184P - Carcinoembryonic antigen is a definite predictor of tumor downstaging and recurrence in rectal cancer after preoperative chemoradiotherapy and cura...

Date 19 December 2015
Event ESMO Asia 2015 Congress
Session Poster presentation 1
Topics Anticancer Agents
Surgical Oncology
Colon and Rectal Cancer
Biological Therapy
Radiation Oncology
Presenter Jong Hoon Lee
Citation Annals of Oncology (2015) 26 (suppl_9): 42-70. 10.1093/annonc/mdv523
Authors J.H. Lee
  • Department Of Radiation Oncology, St Vincent Hospital The Catholic University of Korea, 1234 - Suwon/KR



Korean Radiation Oncology Group evaluated the significance of carcinoembryonic antigen (CEA) levels both as a predictor of tumor response after CRT and as a prognosticator for recurrence-free survival.


1804 rectal cancer patients, staged cT3-4N0-2M0, participated in a multicenter study. The patients were administered preoperative radiation of 50.4 Gy in 28 fractions with 5-FU or capecitabine, followed by total mesorectal excision. Patients with elevated CEA levels (>5 ng/mL) were matched at a 1 (n = 595): 1 (n = 595) ratio with patients with normal CEA (≤5 ng/mL). The tumor response after CRT and the recurrence-free survival (RFS) rates were evaluated and compared between two arms.

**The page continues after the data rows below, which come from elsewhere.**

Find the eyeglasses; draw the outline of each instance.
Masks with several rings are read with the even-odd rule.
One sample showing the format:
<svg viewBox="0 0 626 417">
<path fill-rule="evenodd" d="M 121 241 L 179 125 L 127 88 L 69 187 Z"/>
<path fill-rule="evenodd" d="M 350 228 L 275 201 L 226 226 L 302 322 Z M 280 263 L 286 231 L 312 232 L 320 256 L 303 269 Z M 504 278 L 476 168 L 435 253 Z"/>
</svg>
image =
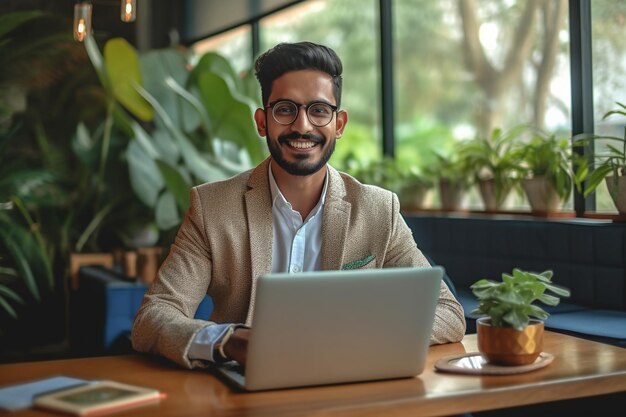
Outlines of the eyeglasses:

An elevated CEA level (p < 0.001) was determined to be a significant negative predictor of downstaging after CRT. The downstaging rate was 42.9% for normal CEA and 23.4% for elevated CEA. A multivariate analysis also revealed that cT (p = 0.021) and cN classification (p = 0.001), tumor size (p = 0.002), and tumor location from the anal verge (p = 0.006) were significant predictors for tumor downstaging. The 5-year RFS rates were significantly higher for the normal CEA arm than for the elevated CEA arm (74.2 vs. 63.5 %, p < 0.001).


Elevated CEA (>5 ng/mL) is a negative predictor of tumor downstaging after CRT and also has a negative impact on RFS in rectal cancer.

Clinical trial identification


All authors have declared no conflicts of interest.